Антонов-Овсеенко хорошо помнил, чем обернулась недооценка национального фактора во время гражданской войны на Украине в 1919 гг.[312]
Он не оставлял своих попыток «вразумить» страдающих великодержавием испанских политиков. При этом советский консул считал, что в проведении своего курса он заручился поддержкой высшего советского руководства. Он говорил Эренбургу: «В Москве считают, что в интересах Испании сближение Каталонии с Мадридом. Мне говорили, что я должен попытаться урезонить анархистов, привлечь их к обороне, у них, черт побери, огромное влияние… Да вы это знаете лучше меня. Но вот инстанция согласилась, это замечательно!»[313]Испанские политики не желали идти на уступки в Каталонском вопросе, а министр финансов Х. Негрин и вовсе отреагировал на слова Антонова истерически. На обеде, который проходил в торговом представительстве СССР и на котором присутствовали Прието, Негрин, Таррадельяс, Абад де Сантильян, Коморера, Мальков, Антонов-Овсеенко и Сташевский, Антонов-Овсеенко стал защищать позиции каталонцев. Это вызвало реплику Негрина: «он, Антонов, больше каталонец, чем сами каталонцы», и добавил что-то о бюрократизме советского консула. Антонов резко ответил, что он «революционер, а не бюрократ». «Тогда Негрин сказал, что после слов Антонова ему остается только подать в отставку, т. к. он может бороться с басками или каталонцами, но не хочет бороться против СССР. Утверждение Антонова Негрин истолковал таким образом, будто СССР не одобряет его линию поведения, и поэтому он уходит. Действительно, на следующий день стало известно через Прието, что в тот же вечер Негрин пытался дозвониться до Кабальеро, но не нашел его. В течение обратного полета Негрин повторял всем подряд, что он не может работать в таких условиях и должен уйти»[314]

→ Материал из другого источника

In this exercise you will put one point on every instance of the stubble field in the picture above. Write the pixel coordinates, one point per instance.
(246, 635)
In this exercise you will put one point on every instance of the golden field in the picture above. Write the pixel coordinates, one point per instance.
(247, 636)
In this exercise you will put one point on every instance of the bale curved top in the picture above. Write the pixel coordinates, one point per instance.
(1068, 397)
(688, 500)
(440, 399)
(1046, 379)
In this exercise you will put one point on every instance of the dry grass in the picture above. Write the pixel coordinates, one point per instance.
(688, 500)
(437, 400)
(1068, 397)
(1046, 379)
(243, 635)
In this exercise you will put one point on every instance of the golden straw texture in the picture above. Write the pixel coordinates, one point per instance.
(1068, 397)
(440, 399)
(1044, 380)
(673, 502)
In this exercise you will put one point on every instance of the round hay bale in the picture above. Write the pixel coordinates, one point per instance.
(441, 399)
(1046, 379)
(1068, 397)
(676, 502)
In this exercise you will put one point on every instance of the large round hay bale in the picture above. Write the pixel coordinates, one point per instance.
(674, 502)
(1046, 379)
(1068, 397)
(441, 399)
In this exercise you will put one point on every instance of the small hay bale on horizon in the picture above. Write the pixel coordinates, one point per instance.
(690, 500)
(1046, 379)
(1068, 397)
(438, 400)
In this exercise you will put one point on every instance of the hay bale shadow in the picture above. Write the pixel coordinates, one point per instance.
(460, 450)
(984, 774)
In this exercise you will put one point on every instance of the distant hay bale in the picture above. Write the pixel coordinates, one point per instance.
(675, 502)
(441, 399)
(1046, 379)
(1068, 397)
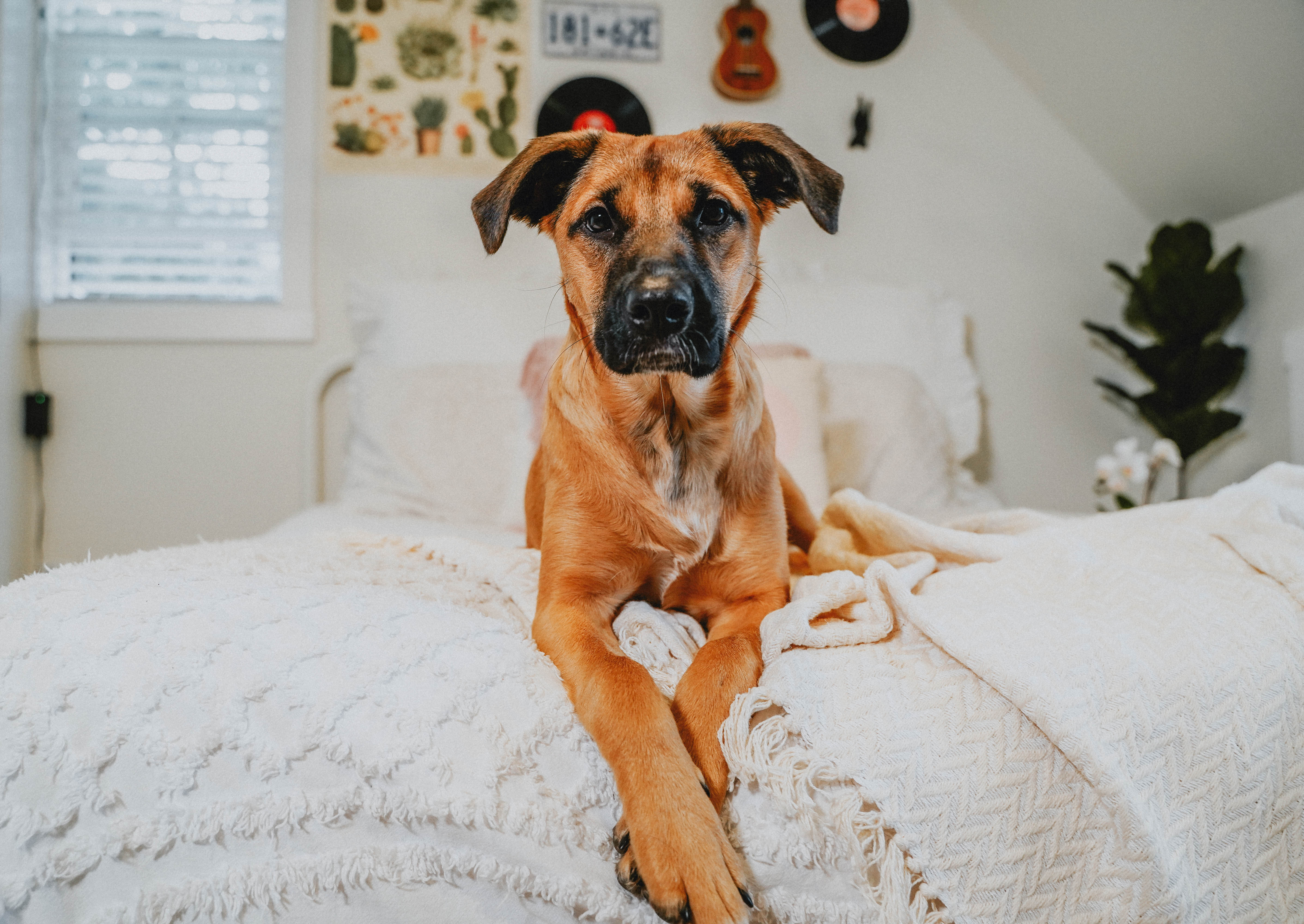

. Впрочем, Негрин не ушел. Он нашел поддержку своей линии в советском посольстве, где не были согласны с советским консулом. Против активной позиции консула выступал советник посольства Л. Гайкис, который в мае 1937 г. стал послом.При этом финансовая политика Негрина действительно создавала проблемы для Каталонии, что признает даже его апологет А. Виньяс: «Отказ в предоставлении валюты вынудил Правительство Каталонии мобилизовать собственные „резервы“ на приобретение продуктов за рубежом»[315]
. Жесткая финансовая линия министра финансов подрывала экономическое единство Республики.Советские военные советники, так же как и консул, были недовольны противоречиями Центра и Каталонии и не спешили встать именно на сторону Центра: «Недоговоренность каталонцев с центральным правительством, постоянное проявление недоверия друг к другу затягивают и срывают необходимые и полезные мероприятия»[316]
.Главные противоречия, которые возникали между правительством Испании и Каталонией, были связаны с распределением оружия и боеприпасов. И это при том, что ситуация с боеприпасами становилась критической. В начале октября на бойца приходилось только до 30 патронов. Предприятия изготовили 4 миллиона гильз, но не было пороха, чтобы их набить. Мадрид направил в Каталонию только 1,5 миллиона патронов, полученных от импорта[317]
. В конце октября было поставлено еще 440 тыс. патронов, но они вскоре вернулись в Мадрид вместе с дивизией Дуррути.Возможности испанской промышленности были ограничены, тем более, что она пока только перестраивалась на военный лад. Но правительство распоряжалось старыми военными запасами, а затем стало получать советскую военную помощь. Арагонский фронт претендовал на ее часть. Гарсиа Оливер в беседе с Антоновым-Овсеенко передавал ему недоумение трудящихся: «Ты видишься каждый день с русским консулом. Где же помощь от России?» Оливер был «очень раздосадован тем, что всякая помощь минует Барселону»[318]
.Антонов-Овсеенко считал, что эти политические мотивы мешают ведению войны. «На этом фронте нет танков и нет ни одного современного самолета»[319]
. Военная помощь Каталонии не оказывается, хотя она «свои обязательства выполняет аккуратно (я это утверждаю)»[320].Представитель ОСПК Пьеро конфиденциально разъяснял мотивы премьер-министра: он «отказывается дать оружие Каталонии, так как оно попадет к ФАИ. И так как дело Каталонии — только пассивная оборона»[321]
. Таким образом, в центре и не рассчитывали, что Арагонский фронт сможет наступать при такой нехватке боеприпасов и бедном техническом оснащении.Особенностью колонн НКТ и ПОУМ была принципиальная приверженность милиционной демократии: командиры избирались, колонны поддерживали связь с организациями трудящихся в тылу, ответственными за обеспечение колонн. Культивировалось коллективистское фронтовое братство[322]
. Кандидатов на свободные командные должности выдвигали комитеты подразделения[323].